Basically I was hoping to come up with a validation of Blargg's result, or re-derive it somehow, or find something better. I worked on the problem for a while, but it didn't really have very satisfying improvement or conclusion. It think it was was also during the forum blackout, so I neglected to post about this stuff back then.
The short version is that Blargg's curves are reasonably good, and I haven't come up with anything better. There's a lot of hardware variance involved that make it hard to come up with something more accurate, and as a model it does fit close to the observed ranges.
.
So, all the code is at nes-audio-tests on github. It's the dac_* tests, combined with a python analysis program at misc/dac.py. That's everything that I produced, except for the audio recordings themselves.

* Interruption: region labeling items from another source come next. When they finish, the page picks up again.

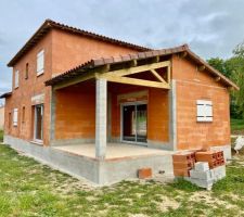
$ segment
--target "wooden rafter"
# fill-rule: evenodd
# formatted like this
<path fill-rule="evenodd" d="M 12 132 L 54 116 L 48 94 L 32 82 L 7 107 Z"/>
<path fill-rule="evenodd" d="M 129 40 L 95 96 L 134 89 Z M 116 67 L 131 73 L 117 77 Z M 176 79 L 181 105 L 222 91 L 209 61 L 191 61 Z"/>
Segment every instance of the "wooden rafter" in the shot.
<path fill-rule="evenodd" d="M 155 69 L 155 68 L 167 67 L 169 65 L 170 65 L 170 61 L 164 61 L 164 62 L 159 62 L 159 63 L 140 65 L 140 66 L 137 66 L 137 67 L 123 68 L 123 69 L 118 69 L 118 71 L 111 71 L 111 72 L 104 74 L 104 78 L 107 78 L 111 75 L 127 76 L 127 75 L 142 73 L 142 72 L 151 71 L 151 69 Z"/>
<path fill-rule="evenodd" d="M 151 73 L 154 75 L 154 77 L 156 77 L 159 81 L 162 81 L 162 82 L 164 82 L 164 84 L 167 84 L 166 80 L 165 80 L 163 77 L 160 77 L 159 74 L 158 74 L 155 69 L 151 69 L 150 72 L 151 72 Z"/>
<path fill-rule="evenodd" d="M 101 77 L 98 77 L 98 78 L 101 78 Z M 143 80 L 143 79 L 138 79 L 138 78 L 129 78 L 129 77 L 110 76 L 107 78 L 107 81 L 152 87 L 152 88 L 169 89 L 168 84 L 163 84 L 163 82 L 152 81 L 152 80 Z"/>
<path fill-rule="evenodd" d="M 136 64 L 134 64 L 136 65 Z M 117 69 L 113 72 L 105 72 L 102 74 L 97 73 L 95 78 L 104 78 L 107 81 L 112 82 L 120 82 L 127 85 L 136 85 L 136 86 L 144 86 L 144 87 L 153 87 L 153 88 L 163 88 L 169 89 L 170 78 L 167 81 L 155 71 L 155 68 L 162 67 L 170 67 L 170 61 L 164 61 L 158 63 L 151 63 L 147 65 L 134 66 L 129 68 Z M 144 80 L 138 78 L 125 77 L 128 75 L 133 75 L 143 72 L 151 72 L 159 81 Z M 170 73 L 170 69 L 167 69 L 167 73 Z"/>

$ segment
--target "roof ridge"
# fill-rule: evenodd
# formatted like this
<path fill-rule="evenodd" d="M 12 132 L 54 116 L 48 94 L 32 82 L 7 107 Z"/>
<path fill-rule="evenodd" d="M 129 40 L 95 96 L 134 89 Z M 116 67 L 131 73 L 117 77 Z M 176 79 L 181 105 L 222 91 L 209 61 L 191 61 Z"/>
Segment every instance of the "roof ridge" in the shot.
<path fill-rule="evenodd" d="M 59 28 L 59 29 L 63 29 L 63 30 L 67 30 L 70 31 L 73 34 L 77 34 L 77 35 L 84 35 L 86 37 L 91 37 L 98 40 L 103 40 L 110 43 L 116 43 L 118 46 L 121 47 L 127 47 L 127 48 L 131 48 L 138 51 L 146 51 L 146 50 L 152 50 L 150 48 L 143 47 L 143 46 L 139 46 L 139 44 L 134 44 L 134 43 L 130 43 L 124 40 L 119 40 L 119 39 L 115 39 L 115 38 L 111 38 L 104 35 L 100 35 L 97 33 L 92 33 L 89 30 L 85 30 L 85 29 L 80 29 L 74 26 L 69 26 L 66 24 L 62 24 L 55 21 L 52 21 L 50 18 L 47 18 L 41 26 L 36 30 L 36 33 L 27 40 L 27 42 L 18 50 L 18 52 L 14 55 L 14 58 L 8 63 L 8 66 L 13 66 L 26 52 L 28 52 L 28 50 L 35 46 L 39 39 L 46 35 L 50 28 Z"/>
<path fill-rule="evenodd" d="M 123 55 L 117 55 L 117 56 L 108 56 L 108 58 L 99 58 L 99 59 L 91 59 L 88 62 L 85 62 L 76 67 L 73 67 L 49 80 L 46 80 L 44 84 L 46 86 L 52 86 L 53 84 L 56 84 L 61 80 L 68 79 L 69 76 L 77 76 L 81 72 L 89 69 L 89 68 L 94 68 L 99 67 L 105 64 L 116 64 L 116 63 L 123 63 L 123 62 L 128 62 L 131 60 L 142 60 L 142 59 L 150 59 L 154 58 L 156 55 L 171 55 L 180 52 L 188 52 L 188 54 L 197 62 L 197 64 L 203 64 L 208 68 L 208 71 L 211 74 L 215 74 L 216 76 L 219 76 L 222 78 L 222 80 L 229 85 L 235 88 L 236 90 L 239 87 L 231 81 L 229 78 L 227 78 L 224 75 L 222 75 L 220 72 L 217 69 L 213 68 L 206 61 L 201 59 L 198 55 L 196 55 L 187 43 L 183 43 L 182 46 L 179 47 L 174 47 L 174 48 L 166 48 L 166 49 L 159 49 L 159 50 L 151 50 L 151 51 L 144 51 L 144 52 L 137 52 L 137 53 L 128 53 L 128 54 L 123 54 Z"/>

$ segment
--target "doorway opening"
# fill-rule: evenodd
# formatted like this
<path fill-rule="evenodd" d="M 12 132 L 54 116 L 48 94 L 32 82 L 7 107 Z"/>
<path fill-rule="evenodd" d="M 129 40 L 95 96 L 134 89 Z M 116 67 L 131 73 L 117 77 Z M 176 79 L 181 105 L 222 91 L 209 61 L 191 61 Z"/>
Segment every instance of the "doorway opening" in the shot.
<path fill-rule="evenodd" d="M 121 140 L 133 143 L 146 143 L 147 104 L 129 103 L 121 105 Z"/>
<path fill-rule="evenodd" d="M 43 105 L 35 105 L 35 122 L 34 122 L 34 140 L 42 142 L 43 140 Z"/>

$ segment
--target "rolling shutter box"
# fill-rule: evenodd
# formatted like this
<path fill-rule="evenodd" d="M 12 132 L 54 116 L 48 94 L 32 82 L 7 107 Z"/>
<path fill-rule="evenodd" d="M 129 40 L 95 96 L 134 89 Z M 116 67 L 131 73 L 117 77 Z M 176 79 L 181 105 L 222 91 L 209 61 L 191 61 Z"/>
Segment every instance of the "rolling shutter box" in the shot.
<path fill-rule="evenodd" d="M 208 100 L 196 101 L 196 120 L 213 122 L 213 102 Z"/>

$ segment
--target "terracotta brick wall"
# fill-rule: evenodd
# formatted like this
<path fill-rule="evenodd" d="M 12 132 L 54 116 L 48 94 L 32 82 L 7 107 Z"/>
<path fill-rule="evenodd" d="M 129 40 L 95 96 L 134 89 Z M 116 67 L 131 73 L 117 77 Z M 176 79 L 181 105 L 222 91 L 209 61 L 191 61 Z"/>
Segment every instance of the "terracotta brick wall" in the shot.
<path fill-rule="evenodd" d="M 229 92 L 207 72 L 197 72 L 187 59 L 172 59 L 172 78 L 177 81 L 178 149 L 230 144 Z M 213 123 L 196 122 L 196 100 L 213 101 Z"/>
<path fill-rule="evenodd" d="M 42 49 L 44 50 L 44 74 L 37 76 L 37 53 Z M 13 67 L 13 79 L 14 72 L 16 69 L 20 71 L 20 87 L 17 89 L 13 88 L 12 97 L 7 99 L 7 118 L 4 125 L 8 127 L 5 127 L 5 133 L 25 140 L 33 140 L 34 119 L 31 97 L 44 93 L 43 143 L 48 145 L 50 138 L 51 88 L 44 87 L 44 81 L 56 74 L 63 73 L 90 60 L 91 58 L 100 58 L 103 55 L 111 56 L 131 52 L 134 51 L 120 46 L 79 37 L 62 30 L 51 30 Z M 29 77 L 27 80 L 25 79 L 26 63 L 29 64 Z M 25 106 L 25 122 L 22 122 L 23 106 Z M 13 108 L 18 108 L 17 127 L 9 124 L 9 113 L 12 114 Z M 65 137 L 70 137 L 70 135 Z"/>
<path fill-rule="evenodd" d="M 12 87 L 12 97 L 7 99 L 5 102 L 5 132 L 14 137 L 25 140 L 33 140 L 33 103 L 31 97 L 44 93 L 44 120 L 43 120 L 43 142 L 49 141 L 49 103 L 50 103 L 50 88 L 44 87 L 44 80 L 51 78 L 51 46 L 52 34 L 49 33 L 42 40 L 40 40 L 26 55 L 24 55 L 13 67 L 13 80 L 16 69 L 20 72 L 18 88 Z M 44 73 L 37 76 L 37 53 L 44 50 Z M 29 64 L 28 79 L 25 79 L 26 63 Z M 14 84 L 14 81 L 13 81 Z M 48 106 L 47 106 L 48 105 Z M 23 120 L 23 106 L 25 106 L 25 119 Z M 13 108 L 18 108 L 18 124 L 17 127 L 13 126 Z M 9 120 L 9 113 L 11 113 L 11 124 Z"/>
<path fill-rule="evenodd" d="M 94 139 L 95 94 L 91 88 L 56 91 L 55 139 Z"/>

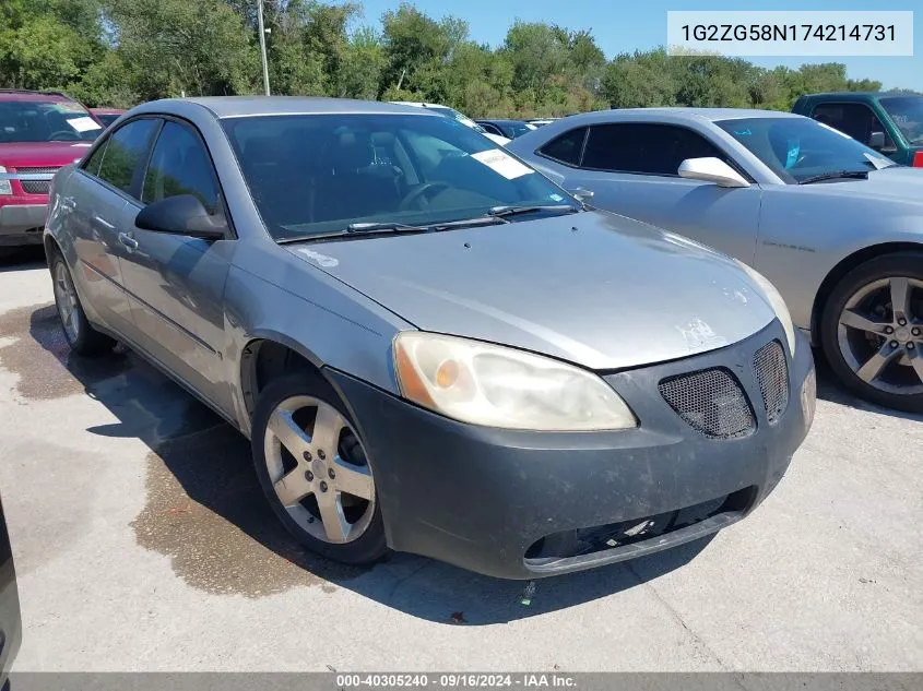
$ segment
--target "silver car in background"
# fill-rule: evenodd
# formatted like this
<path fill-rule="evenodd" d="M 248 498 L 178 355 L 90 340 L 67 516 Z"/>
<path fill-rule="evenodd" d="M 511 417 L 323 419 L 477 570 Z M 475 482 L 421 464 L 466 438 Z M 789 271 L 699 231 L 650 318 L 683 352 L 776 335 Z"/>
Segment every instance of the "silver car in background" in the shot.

At the time I measured my NES and my Famicom. I tried a bunch of different tests, and not all of the results were very interesting. Here's a collection of some of the graphs that I thought were worth sharing:
- Blue - Blargg's curve.
- Cyan - NSFPlay's implementation of Blargg's curve (demonstrates inherent noise in the generation/measuring process).
- Green - My famicom, modded for composite output.
- Red - My front-loader NES.
- My Famicom is slightly closer to linear, being flatter at both ends.
- Blargg matched my NES very well at higher volumes. At lower volumes, my NES was slightly higher.
- We can see some noticeable discontinuity in my NES' two square channels especially.
- Even within the same chip we can't expect too much consistency between the 2 squares.
- My Famicom's noise was slightly quieter relative to the DMC.
- My NES' noise again has a noticeable discontinuity.
- The two graphs pretty similar, in isolation, the DMC seems to have almost the same effect on both.
- Here we see more discontinuity, this time in the DMC DAC, both in the NES and Famicom, but again my NES has it more strongly.
- The Famicom again is slightly closer to linear.
Anyway, that's as far as I got before I guess I got disappointed and lost interest. There are some issues I kinda swept under the rug, noise floor, etc. but with the amount of non-uniformity that was already made clear already in these tests, I didn't see much point in trying to refine them further. There's probably a better way to visualize the results of the tests I did than the graphs above, and there's certainly other tests that could be tried, but eventually I was out of ideas that I felt had any useful promise.
Ultimately I concluded that Blargg's model is good enough, and I didn't have anything better to contribute.